第三話 ECHO出撃す

原始怪獣 ディゲラス 登場

Chapter 17. 真夜中の惨劇

 最初の惨劇は深い木立ちの中で起こった。


 おんたけひのきの森公園は、名が示すとおり、御嶽山おんたけさんを仰ぐ場所に拓かれたキャンプ場である。いくつかあった候補の中から柿崎かきざき荘太そうたがここを選んだ理由は、ひとえに「空いていたから」という一点に尽きる。他の予約が入っておらず、実質的な貸し切り状態になるかもしれないと聞いて、一も二もなく週末の利用を申し込んだ。大型連休が終わったとはいえ、こんな穴場はそうそう見つかるものではない。


 キャンプには三人の友人を誘った。いずれも大学のサークルの仲間だ。そのうちの一人、ひとつ下の後輩にあたる綿貫わたぬき千絵ちえは柿崎の交際相手でもある。


 柿崎はこのキャンプの間に、千絵にペアリングを贈るつもりでいた――というよりもむしろ、そのためにキャンプの計画を立てたと言い表すほうが実情に近い。彼女の誕生日は半年ほども先であり、他にうまい口実もなかった。とにかく日常から切り離された状況が欲しかったのだ。慕ってくれている年下の子に対して何を臆病な、とは自分でも思うのだが、こういうことには慎重なくらいがちょうどいい、というのもまた柿崎の持論なのだった。


 結果的に、策を弄したことが奏効した。千絵の右手の薬指では今、自分がしているのと同じ指輪が光っている。
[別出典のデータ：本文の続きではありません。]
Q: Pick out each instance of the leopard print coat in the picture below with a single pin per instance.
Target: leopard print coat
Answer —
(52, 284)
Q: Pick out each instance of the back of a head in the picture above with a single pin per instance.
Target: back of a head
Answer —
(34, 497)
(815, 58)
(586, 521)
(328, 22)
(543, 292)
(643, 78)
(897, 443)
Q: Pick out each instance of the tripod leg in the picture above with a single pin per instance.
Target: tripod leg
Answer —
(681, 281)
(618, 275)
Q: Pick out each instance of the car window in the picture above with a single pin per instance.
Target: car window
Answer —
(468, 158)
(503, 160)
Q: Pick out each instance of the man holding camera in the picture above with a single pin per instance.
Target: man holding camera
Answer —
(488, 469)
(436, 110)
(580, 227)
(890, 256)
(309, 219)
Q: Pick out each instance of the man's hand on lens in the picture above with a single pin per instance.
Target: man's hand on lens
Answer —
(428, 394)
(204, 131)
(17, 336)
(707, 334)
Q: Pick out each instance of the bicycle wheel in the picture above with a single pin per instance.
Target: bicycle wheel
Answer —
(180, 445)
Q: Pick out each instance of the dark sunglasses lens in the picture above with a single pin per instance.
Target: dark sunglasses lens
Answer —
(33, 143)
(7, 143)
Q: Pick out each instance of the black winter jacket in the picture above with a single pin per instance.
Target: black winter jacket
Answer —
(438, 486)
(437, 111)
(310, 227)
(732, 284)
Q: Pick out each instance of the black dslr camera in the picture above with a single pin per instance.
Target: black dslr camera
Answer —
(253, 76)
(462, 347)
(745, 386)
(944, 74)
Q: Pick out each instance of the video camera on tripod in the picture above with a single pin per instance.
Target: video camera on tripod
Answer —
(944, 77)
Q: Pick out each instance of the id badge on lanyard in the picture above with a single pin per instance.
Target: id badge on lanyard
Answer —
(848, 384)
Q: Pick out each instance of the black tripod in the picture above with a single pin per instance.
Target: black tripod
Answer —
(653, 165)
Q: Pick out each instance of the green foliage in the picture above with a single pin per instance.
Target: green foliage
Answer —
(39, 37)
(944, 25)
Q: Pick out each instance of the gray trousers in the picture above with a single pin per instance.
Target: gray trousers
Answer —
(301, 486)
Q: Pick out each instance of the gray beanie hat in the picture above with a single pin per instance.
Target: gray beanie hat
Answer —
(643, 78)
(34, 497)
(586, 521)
 星明かりを映した川辺で二人きり。砂利の上に並んで座り、とりとめのない話に花を咲かせていたとき、それは唐突に始まった。


「いたっ」


 千絵が両耳を押さえて呻いた。


「どうした?」


「嫌な音……キーンって、聞こえません?」


 何も聞こえてなどこない。


 ただの耳鳴りじゃないのか――まずその可能性を疑ったが、高校までバンドをやっていたという千絵が音に対して人一倍敏感であることを柿崎はよく知っている。そういやおれ最近耳かきしてないな、そんなことを思い、


 突き上げるような振動が来た。


 今度の音は柿崎にもはっきりと聞こえた。そう遠くない距離で何かが爆ぜた音だった。


 半ば茫然自失の体で、音のした方角へと向き直る。


 いかんせん夜の山である。光源と呼べるものはわずかに欠けた月しかなく、密度の濃い林冠に遮られて肝心なものは何も見えない。それでも必死に目を凝らすと、濛々もうもうたる煙が舞い上がっていることと、どうやら火が燃えているわけではなく砂埃や土煙の類らしいことが見て取れた。


「あれ、テント張ったあたりじゃないですか……?」


 そのひと言を理解するのにしばらくかかった。


 怯えた表情を浮かべる千絵を引き寄せ、早足で森の中を戻る。一歩行くごとに胸のざわつきが音量を増し、まるで繋いだ手から不安が伝染してくるかのような錯覚すら感じて、彼女を置き去りにして走り出さないだけのこらえ性が備わっていたことに自分でも驚く。


 そして、戻ったそこには、あるべきものがなかった。


 テントが消えている。


 二人の仲間の姿も見当たらない。


 いや――まったく痕跡がないわけではない。掘り返されたように荒れ果てた地面と、巨大な陥没。柿崎は千絵から離れて陥没のふちへとにじり寄り、おそるおそる覗き込んだ。


松田まつだぁ! 栗原くりはらーっ!」


 陥没の内部は真っ黒な闇に閉ざされ、深さを推し測ることはできない。ここに落ちることは即ち死ぬことだ。二人は穴の底に横たわってなどいない、そう信じるしかない。


「――先輩、こっち来てっ……」


 渇いた喉から振り絞ったような千絵の声、


「何か見つかったか!?」


「こんなの、」


 千絵が土をかき分けて摘まみ上げたそれは、一見して用途を想像できない布切れであった。どちらかと言えば薄手で、色は辺りの暗さのために判然としない。断面のほつれが激しく、大きな力によって無理やり引きちぎられた痕だろうと窺えた。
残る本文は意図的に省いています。